Nel 1985 il geologo Mike Thomson, durante una spedizione del British Antarctic Survey sulla James Ross Island, nella Penisola antartica, raccolse un osso fossile annotandolo genericamente come resto di un grande rettile. Il reperto finì poi nella collezione del British Antarctic Survey, a Cambridge, dove è rimasto per circa quarant'anni senza essere studiato a fondo.

L'identificazione

Nel 2026, riferiscono il Natural History Museum di Londra e il British Antarctic Survey, il paleontologo Mark Evans ha riesaminato la collezione e, con l'aiuto del professor Paul Barrett, esperto di sauropodi, ha riconosciuto nel reperto una vertebra della coda di un titanosauro, uno dei più grandi gruppi di dinosauri mai esistiti.

Un gigante di 82 milioni di anni fa

Il fossile risalirebbe a circa 82 milioni di anni fa, nel Cretacico superiore, e proviene da una formazione rocciosa di origine marina: un indizio che l'animale potrebbe essere finito in mare dopo la morte.

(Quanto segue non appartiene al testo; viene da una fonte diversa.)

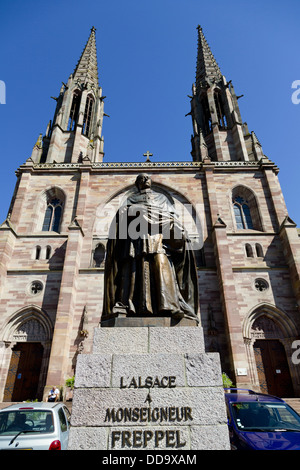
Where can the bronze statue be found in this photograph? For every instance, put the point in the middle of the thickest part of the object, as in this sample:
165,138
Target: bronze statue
150,268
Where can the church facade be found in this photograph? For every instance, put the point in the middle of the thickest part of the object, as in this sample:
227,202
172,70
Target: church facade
53,241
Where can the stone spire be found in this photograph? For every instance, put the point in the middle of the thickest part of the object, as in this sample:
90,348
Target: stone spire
86,70
208,71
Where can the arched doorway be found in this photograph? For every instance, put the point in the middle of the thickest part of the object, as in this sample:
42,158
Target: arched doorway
27,337
22,381
272,368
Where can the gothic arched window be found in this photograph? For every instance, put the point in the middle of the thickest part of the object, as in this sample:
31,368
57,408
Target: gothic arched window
87,117
52,216
206,114
242,213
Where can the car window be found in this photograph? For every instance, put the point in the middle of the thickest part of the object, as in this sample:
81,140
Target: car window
28,420
62,420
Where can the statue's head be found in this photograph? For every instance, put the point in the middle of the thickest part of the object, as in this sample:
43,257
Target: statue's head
143,181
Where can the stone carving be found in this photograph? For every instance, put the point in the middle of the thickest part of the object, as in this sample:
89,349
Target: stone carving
150,267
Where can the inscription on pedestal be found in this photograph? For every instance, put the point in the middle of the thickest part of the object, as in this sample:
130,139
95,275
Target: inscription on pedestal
140,438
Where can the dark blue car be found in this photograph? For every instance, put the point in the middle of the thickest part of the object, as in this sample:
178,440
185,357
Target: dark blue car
261,422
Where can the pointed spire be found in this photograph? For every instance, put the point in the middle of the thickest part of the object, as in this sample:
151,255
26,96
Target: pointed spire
86,70
207,68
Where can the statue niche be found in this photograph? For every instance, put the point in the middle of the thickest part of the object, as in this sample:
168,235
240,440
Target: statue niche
150,266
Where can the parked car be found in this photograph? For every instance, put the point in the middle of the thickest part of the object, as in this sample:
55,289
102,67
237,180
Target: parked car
34,426
261,422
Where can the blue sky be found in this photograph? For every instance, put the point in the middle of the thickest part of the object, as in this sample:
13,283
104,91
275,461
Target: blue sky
147,60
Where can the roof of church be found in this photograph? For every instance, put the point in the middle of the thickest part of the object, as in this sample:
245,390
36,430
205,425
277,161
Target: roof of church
207,67
86,70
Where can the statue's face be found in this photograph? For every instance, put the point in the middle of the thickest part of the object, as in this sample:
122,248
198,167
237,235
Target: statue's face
143,181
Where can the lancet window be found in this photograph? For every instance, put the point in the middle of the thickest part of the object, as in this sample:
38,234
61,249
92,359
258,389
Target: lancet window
88,113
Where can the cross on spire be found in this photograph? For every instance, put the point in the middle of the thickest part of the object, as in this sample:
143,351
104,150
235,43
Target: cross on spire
148,154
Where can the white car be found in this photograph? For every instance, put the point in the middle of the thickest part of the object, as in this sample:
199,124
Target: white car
34,426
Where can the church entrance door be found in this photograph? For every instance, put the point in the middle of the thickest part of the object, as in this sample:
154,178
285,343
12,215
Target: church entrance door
272,368
24,372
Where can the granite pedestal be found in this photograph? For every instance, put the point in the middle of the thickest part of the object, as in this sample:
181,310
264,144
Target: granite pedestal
148,388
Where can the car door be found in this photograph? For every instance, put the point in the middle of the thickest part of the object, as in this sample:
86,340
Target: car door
64,415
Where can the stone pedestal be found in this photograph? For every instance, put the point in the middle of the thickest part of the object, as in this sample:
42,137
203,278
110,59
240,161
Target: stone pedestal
148,388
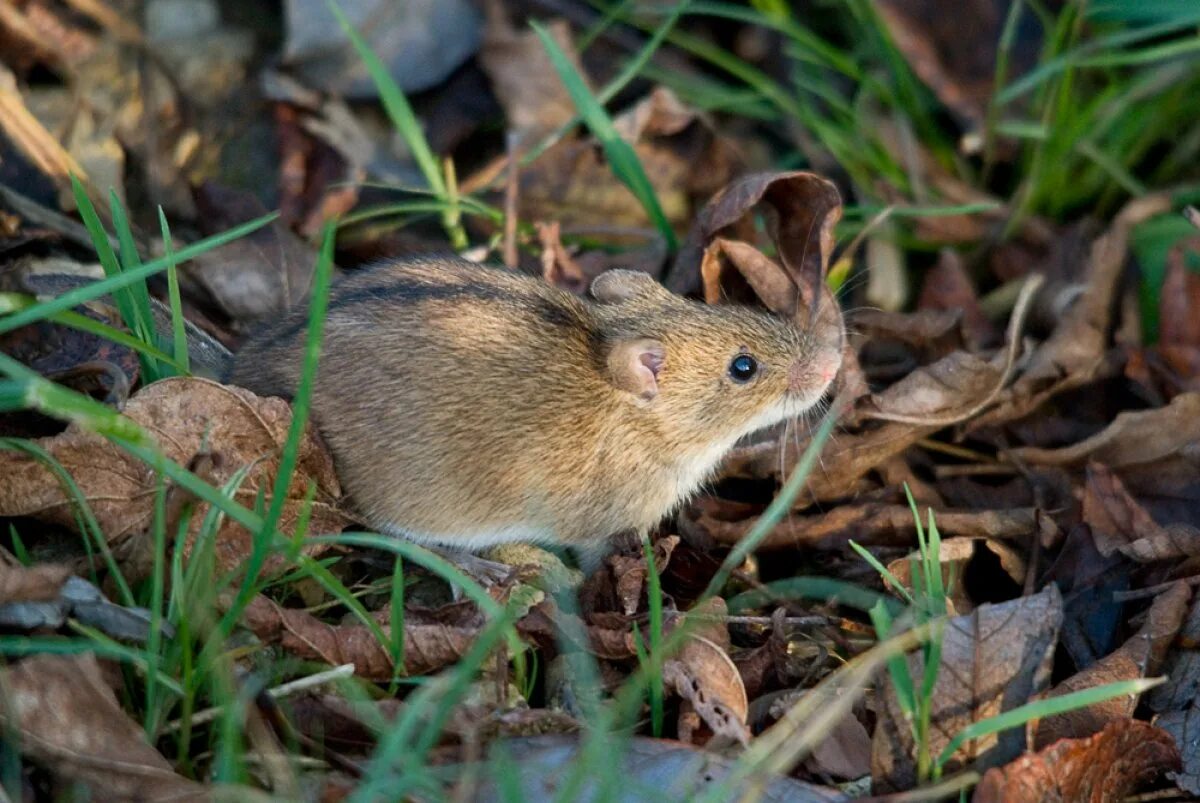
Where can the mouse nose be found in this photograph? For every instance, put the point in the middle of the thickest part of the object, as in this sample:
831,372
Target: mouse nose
814,372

All'epoca l'Antartide non era la distesa di ghiaccio di oggi, ma una terra con foreste e clima temperato. Si tratta del primo — e finora unico — osso di dinosauro identificato nel continente antartico.

Tesori negli archivi

La vicenda ricorda quanto i musei custodiscano reperti il cui valore può emergere solo anni dopo, grazie alla revisione sistematica delle collezioni. A volte, come in questo caso, una scoperta importante attende semplicemente che qualcuno torni a guardarla con occhi nuovi.